И вдруг подумал: если я на веки вечные останусь в Коссине, то жить мне веки вечные в одной комнате с этим Вебером. Сам навязал его себе на шею. Рекомендовал фрау Эндерс, думал, вот-вот уеду в Гранитц. И вдруг, глядя на мальчугана, спокойно игравшего железной дорогой, Томас ощутил острую боль, ему показалось, что он понапрасну загубил свою жизнь. Он бы разрыдался, будь он один в комнате, но возле него вертелся мальчонка со своим паровозом.

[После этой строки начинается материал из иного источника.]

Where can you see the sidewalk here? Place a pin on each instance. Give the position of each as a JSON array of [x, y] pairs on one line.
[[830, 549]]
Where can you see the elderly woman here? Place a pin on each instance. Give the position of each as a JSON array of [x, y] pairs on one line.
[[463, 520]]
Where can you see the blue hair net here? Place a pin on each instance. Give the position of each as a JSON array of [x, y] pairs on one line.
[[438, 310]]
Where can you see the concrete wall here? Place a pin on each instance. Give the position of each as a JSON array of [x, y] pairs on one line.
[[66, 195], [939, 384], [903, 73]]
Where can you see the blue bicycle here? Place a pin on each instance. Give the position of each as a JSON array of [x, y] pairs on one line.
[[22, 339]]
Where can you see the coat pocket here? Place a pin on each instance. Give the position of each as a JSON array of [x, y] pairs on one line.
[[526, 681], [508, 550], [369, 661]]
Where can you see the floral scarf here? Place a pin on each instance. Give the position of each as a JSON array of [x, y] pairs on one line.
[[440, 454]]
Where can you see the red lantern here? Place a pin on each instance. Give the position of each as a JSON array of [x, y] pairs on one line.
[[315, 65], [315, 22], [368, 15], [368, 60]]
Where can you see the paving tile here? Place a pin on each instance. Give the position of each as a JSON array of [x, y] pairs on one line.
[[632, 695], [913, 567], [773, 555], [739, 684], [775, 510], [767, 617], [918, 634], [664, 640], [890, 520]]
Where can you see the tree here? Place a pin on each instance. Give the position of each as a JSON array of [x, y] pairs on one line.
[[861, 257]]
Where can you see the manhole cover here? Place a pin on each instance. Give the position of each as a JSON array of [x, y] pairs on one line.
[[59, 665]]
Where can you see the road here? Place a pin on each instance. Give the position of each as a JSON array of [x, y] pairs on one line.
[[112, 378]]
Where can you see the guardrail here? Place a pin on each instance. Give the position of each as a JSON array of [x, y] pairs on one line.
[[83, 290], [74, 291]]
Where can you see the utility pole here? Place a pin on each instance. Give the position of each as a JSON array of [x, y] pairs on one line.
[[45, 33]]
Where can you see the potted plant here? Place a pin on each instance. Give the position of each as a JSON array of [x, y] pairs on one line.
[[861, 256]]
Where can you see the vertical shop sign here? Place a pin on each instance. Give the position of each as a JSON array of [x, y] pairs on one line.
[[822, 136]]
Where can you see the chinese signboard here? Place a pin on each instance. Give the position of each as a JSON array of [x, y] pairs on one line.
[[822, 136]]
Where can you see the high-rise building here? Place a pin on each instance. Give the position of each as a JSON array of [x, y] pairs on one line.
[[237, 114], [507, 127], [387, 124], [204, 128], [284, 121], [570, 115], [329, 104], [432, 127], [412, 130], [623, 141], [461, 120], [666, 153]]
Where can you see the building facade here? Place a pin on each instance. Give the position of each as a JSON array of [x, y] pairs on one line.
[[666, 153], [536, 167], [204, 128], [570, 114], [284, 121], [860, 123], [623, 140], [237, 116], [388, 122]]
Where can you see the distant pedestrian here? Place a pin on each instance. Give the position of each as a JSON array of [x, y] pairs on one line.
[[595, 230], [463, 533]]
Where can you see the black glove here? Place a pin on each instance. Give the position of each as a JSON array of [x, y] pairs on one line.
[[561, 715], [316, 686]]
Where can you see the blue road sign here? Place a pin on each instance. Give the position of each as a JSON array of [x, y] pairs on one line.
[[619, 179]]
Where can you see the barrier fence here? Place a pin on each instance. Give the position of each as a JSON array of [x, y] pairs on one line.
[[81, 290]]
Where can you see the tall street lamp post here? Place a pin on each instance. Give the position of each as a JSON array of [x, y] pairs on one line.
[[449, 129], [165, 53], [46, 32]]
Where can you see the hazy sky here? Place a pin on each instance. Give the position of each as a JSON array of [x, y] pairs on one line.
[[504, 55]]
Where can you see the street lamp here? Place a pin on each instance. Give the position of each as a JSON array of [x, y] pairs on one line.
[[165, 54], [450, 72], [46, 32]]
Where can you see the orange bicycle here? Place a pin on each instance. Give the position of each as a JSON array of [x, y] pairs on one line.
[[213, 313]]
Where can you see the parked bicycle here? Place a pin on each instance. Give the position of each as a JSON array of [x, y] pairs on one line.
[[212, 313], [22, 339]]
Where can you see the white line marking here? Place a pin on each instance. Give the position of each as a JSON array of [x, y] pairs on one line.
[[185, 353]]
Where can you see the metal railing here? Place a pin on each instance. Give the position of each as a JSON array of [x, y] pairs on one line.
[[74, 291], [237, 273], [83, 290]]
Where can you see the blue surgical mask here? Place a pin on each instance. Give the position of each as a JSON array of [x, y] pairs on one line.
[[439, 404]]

И тут, может быть впервые, Томас по-настоящему задумался о будущей жизни. Он ясно чувствовал, как нужна ему радость. Не просто дурашливое веселье, а истинная радость. Пусть работа ему нравится, пусть уладятся партийные дела — слово директора производственной школы и Рихарда весит больше, чем слово злобного Меезеберга, — для радости ему нужно что-то совсем другое. Он подумал о Тони. Ее волосы отливали темным золотом. Он вспомнил фотографию на письменном столе Ридля. Черно-белую фотографию. Но в жизни, он уверен, на этой женщине лежал темно-золотистый отблеск.
Мысли его словно обрели звучание — в комнату внезапно вошел Ридль.
— Что у тебя слышно, Томас?
Минуту назад в кабинете Цибулка сказал ему: «Вашему-то любимцу Хельгеру теперь в Гранитц не попасть».
Томас коротко все объяснил. И сказал:
— Я останусь, если разрешите, в вашей вечерней школе. Значит, уже на втором курсе. И если разрешите, буду заходить к вам, как до сих пор, время от времени. Проверить, что знаю из того, что другие без меня учат в Гранитце.
— Но нельзя же, — вернувшись к Цибулке, сказал Ридль, — из-за глупой мальчишеской выходки отменить решение и так вот, вдруг, послать учиться другого. Вы должны немедленно поговорить с кем следует.
— Бессмысленно, — сухо ответил Цибулка. — Это решение окончательное, изменить его нельзя.
Покачав головой, Ридль отпил вина и сказал скорее весело, чем сердито:
— Это решение было принято единогласно?
— Да, единогласно.
— Значит, и вы голосовали за него, Цибулка? А ведь эдакий вздор может обернуться для Хельгера еще худшей бедой. Почему же вы-то голосовали?
Цибулка пожал плечами.
— Этого вам не понять. Направление в Гранитц — своего рода награда. Ее дают тому, кто этого целиком и полностью заслуживает. Если считается, что Томас Хельгер ее больше не заслуживает, тут уж ничего сделать нельзя.